Je me sentais à l’arrêt à chaque point.
Impossible d’avancer.C’était une sensation physique, une oppression.
J’éprouvais la nécessité d’aller à la ligne pour respirer.
Alors, j’ai compris qu’il fallait l’écrire ainsi ».(p.71).
Pari réussi…
Je ne connaissais pas l’artiste, me suis surprise pendant la lecture à chercher quelques unes de ses oeuvres, son histoire est sombre, un genre d’artiste maudite par son histoire personnelle et la tragédie familiale peu commune, comme si l’artiste ne pouvait s’épanouir que dans la torture ( j’entends psychologique comme physique) et comme si les synesthésies n’opéraient qu’effleurant une certaine idée de la souffrance…
Enchantée de cette première 4ème de couverture et de cette rencontre avec David Foenkinos,
j’appréhendais et je craignais une distorsion, un écart voir un fossé entre l’écriture et l’écrivain, il n’en est rien. Les correspondances sont bien là.
Cette 4ème a bien débuté dans le cadre intimiste et j’avoue apprécier le velours bordeaux et le décorum du théâtre de la Madeleine,
Foenkinos s’est présenté avec quelques minutes de retard arguant de la séduction du chaource qu’il venait de découvrir et d’apprécier, l’ambiance était chaleureuse et détendue.
Après quelques mots d’introduction, Gérard,son acolyte s’est chargé de lui poser quelques questions sur le roman, thème privilégié de cette soirée dont je vais tâcher de vous retranscrire quelques éléments en étant, je l’espère, fidèle.
A la question le romancier est-il finalement celui qui raconte, Foenkinos évoque les Souvenirs, roman qui se nourrit des émotions et s’attache aux relations intergénérationnelles, entre transmissions et tensions, sans pour autant être autobiographique, mais qui relance des réminiscences personnelles.Le thèmes de la mémoire, des souvenirs sont très présents dans ses romans, dans Charlotte aussi, dont il nous avoue qu’il a trimé plus de dix années, de façon quasi obsessionnelle, pour en venir à bout et, dont il s’étonne encore du succès.Une admiration certaine pour Charlotte Salomon, comme si les lieux portaient une mémoire, avec cette jolie mais très juste expression de la « mémoire des fourchettes » où comment certains objets au demeurant quelconques, banales peuvent à eux seuls faire force évocatrice.

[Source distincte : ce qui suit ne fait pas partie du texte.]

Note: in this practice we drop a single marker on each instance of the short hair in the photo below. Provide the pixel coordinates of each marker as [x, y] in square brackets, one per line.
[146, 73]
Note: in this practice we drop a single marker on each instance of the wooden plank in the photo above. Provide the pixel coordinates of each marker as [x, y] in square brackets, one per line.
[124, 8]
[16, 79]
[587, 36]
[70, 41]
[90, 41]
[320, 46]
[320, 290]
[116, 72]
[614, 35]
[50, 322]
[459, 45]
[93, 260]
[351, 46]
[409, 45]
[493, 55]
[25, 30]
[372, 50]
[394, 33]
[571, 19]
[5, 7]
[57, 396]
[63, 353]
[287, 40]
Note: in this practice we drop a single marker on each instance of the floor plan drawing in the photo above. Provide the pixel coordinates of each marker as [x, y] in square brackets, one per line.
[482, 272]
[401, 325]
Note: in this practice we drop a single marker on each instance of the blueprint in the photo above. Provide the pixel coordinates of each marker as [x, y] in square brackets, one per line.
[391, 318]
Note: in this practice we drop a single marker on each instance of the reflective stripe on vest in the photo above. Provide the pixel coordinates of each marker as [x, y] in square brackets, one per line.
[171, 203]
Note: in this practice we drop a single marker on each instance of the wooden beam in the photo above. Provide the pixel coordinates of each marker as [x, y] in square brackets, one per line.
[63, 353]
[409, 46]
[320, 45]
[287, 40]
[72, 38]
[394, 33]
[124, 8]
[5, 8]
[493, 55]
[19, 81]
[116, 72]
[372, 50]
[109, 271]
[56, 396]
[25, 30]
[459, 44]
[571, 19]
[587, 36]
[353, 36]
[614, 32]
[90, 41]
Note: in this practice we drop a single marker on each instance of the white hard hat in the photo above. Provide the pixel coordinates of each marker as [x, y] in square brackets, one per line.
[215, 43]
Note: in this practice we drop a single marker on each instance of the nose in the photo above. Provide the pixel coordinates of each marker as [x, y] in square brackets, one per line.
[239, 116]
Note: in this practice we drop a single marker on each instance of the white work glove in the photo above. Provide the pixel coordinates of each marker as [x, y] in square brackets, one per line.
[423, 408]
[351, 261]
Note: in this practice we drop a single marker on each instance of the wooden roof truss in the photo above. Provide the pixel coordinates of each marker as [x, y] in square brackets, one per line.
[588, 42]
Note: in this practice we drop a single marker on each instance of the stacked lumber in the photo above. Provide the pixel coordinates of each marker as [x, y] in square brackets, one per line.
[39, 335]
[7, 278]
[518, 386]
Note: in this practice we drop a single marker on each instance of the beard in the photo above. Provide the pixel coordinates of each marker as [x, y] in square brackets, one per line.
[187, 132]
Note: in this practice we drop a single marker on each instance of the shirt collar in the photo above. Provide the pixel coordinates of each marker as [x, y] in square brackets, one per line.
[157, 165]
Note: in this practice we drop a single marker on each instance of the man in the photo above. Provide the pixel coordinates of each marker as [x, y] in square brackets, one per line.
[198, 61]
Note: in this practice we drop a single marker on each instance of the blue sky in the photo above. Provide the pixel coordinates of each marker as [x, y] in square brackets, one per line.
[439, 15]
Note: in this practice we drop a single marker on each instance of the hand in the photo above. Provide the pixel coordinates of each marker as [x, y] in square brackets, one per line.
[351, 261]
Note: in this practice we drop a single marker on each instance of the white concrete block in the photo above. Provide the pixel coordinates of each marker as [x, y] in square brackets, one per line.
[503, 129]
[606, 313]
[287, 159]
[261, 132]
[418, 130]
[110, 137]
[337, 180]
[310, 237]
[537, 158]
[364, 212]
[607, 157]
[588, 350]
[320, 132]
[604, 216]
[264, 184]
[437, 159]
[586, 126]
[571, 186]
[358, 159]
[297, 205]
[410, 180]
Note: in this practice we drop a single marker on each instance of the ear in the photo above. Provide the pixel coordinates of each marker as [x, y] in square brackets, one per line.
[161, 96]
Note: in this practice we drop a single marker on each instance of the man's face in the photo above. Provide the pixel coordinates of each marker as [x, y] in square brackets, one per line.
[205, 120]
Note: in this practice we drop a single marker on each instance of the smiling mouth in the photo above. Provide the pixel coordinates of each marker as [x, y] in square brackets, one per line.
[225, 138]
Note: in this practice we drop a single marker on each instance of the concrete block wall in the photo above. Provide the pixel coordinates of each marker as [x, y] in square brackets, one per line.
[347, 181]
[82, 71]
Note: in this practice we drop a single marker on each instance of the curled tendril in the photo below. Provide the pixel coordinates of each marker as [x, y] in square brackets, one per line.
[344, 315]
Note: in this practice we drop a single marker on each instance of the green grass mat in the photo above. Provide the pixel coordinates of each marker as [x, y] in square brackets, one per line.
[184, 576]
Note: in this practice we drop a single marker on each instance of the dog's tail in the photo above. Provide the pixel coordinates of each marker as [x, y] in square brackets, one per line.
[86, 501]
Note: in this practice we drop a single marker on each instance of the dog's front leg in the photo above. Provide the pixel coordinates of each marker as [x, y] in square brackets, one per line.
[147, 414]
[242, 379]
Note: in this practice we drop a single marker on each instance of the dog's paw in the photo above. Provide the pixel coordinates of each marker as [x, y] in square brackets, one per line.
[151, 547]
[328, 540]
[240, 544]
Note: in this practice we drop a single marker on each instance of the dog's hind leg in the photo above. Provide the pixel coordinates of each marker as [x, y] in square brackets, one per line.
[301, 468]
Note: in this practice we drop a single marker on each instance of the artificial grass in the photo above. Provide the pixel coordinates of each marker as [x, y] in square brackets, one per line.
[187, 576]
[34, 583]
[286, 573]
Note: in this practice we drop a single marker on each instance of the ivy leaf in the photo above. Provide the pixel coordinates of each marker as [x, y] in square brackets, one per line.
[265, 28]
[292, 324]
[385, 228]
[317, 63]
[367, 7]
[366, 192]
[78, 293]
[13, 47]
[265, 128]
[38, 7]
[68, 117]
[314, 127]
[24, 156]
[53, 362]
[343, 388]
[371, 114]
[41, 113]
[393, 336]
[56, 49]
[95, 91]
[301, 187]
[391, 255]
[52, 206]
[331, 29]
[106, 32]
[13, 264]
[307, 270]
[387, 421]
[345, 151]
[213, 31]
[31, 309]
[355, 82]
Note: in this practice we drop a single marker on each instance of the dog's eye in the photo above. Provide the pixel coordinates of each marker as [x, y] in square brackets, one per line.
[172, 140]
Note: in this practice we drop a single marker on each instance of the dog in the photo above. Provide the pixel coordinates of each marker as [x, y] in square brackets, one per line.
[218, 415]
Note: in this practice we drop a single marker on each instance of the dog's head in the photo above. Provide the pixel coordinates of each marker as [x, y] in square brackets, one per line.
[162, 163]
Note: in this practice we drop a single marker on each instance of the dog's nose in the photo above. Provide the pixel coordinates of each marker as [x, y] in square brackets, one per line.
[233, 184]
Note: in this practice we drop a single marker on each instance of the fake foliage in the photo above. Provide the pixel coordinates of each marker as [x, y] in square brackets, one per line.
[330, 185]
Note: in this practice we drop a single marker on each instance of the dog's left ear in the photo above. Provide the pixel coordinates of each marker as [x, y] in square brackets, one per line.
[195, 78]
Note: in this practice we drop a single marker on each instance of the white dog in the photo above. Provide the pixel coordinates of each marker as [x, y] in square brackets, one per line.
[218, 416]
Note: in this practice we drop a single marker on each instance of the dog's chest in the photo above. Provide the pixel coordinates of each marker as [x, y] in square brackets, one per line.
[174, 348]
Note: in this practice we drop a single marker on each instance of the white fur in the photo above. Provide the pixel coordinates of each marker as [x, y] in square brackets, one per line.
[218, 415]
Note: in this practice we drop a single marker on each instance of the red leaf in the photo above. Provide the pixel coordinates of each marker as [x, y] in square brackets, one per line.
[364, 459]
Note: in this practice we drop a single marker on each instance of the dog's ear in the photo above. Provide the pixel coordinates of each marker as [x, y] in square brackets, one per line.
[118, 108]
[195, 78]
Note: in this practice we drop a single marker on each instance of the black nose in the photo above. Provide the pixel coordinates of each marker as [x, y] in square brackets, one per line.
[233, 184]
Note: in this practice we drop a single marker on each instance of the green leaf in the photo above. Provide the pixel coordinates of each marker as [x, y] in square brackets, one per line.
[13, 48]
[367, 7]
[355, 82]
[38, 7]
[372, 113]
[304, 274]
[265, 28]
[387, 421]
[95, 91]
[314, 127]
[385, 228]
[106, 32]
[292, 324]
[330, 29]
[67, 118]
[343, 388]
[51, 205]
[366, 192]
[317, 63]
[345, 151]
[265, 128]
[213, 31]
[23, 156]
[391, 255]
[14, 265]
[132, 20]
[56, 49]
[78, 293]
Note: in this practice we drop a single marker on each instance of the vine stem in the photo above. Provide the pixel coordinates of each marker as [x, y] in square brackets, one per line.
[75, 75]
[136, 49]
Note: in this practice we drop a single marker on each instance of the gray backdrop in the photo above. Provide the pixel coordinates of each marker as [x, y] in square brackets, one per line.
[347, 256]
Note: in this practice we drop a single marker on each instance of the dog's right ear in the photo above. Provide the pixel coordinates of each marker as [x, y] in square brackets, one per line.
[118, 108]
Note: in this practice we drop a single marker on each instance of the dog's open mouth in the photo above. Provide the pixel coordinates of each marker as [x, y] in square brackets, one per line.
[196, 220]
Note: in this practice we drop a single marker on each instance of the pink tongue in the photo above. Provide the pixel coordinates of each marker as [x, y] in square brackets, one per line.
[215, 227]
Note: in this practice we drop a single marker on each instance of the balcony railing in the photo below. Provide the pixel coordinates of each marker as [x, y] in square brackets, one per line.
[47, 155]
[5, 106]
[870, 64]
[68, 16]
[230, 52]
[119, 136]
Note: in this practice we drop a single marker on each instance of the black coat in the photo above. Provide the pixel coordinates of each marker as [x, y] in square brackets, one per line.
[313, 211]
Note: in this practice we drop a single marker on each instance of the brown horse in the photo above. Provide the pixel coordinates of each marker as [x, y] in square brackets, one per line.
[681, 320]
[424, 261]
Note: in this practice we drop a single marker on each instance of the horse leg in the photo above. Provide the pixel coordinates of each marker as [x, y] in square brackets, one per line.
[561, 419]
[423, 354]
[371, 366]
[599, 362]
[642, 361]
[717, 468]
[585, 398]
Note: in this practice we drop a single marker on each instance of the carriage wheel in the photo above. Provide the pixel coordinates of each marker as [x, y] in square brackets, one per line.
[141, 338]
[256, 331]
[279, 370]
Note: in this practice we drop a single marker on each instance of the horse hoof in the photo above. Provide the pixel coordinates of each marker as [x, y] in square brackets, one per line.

La mémoire se propage dans Charlotte
pourtant sombre avec les suicides, il a tenté pourtant comme dans ses autres romans, de conserver une certaine « légèreté » ( je pense au titre de Kundera dès que j’entends ce mot), il la trouve magnifique, « j’adore le divertissement », » ce n’est pas antinomique de la profondeur ».Il avoue avoir « un joyeux rapport aux choses », une autre expression que j’apprécie et que j’envie, et se dit admiratif devant le travail des professeurs.
Il nous fait sourire en évoquant une petite anecdote : il s’étonne de la Mgen (régime générale d’affiliation de l’éducation nationale) qui gère deux centres affectés aux pathologies dépressives et se nomment Van Gogh et Camille Claudel, quand on connaît la vie et de ceux-ci, l’évocation sonne « bizarre »...
Charlotte est le plus grave, le plus sombre, le plus mélancolique et noir de ses romans, mais il ressent quelque chose de l’ordre de l’ontologique, ce qui lui plaît, le fascine chez elle, c’est cette »force de résistance », la beauté visuelle qui semble auréolée cette personnalité, la lumière qui semble se diffuser tout doux, conception que je conçois facilement, comme si certains êtres semblaient irradier..Gérard, très bavard et curieux (que voulez-vous ce sont les philosophes !) demande ensuite à Foenkinos si ses personnages ne sont pas fatalement liés à une destinée car cela semble être le cas dans la plupart de ses romans.Effectivement, Lennon, Dans la peau de John Lennon, plus près de l’autobiographie dans son genre j’entends, retrace le cheminement émotionnel, les blessures de l’enfance quelque chose d’irréparable qu’il retrouve avec Charlotte; elle porte en elle » l’atavisme morbide de sa propre vie », elle va tout surmonter, va créer une oeuvre pleine de vie, de beauté, mais est effectivement rattrapée par la fatalité de l’Histoire.
Avec un de ses premiers romans Je vais mieux
dans lequel le protagoniste en a littéralement « plein de dos« , Foenkinos devient pour certains lecteurs un ostéopathe et il s’en étonne aussi, même, s’il comprend.
Gérard poursuit et là j’avoue, c’est une question que j’attendais au rapport à l’écriture:« Est-ce que ce sont les mots qui viennent à toi ou quelque chose d’autre? Comment fait-on une bonne histoirE? quelle recette du succès? »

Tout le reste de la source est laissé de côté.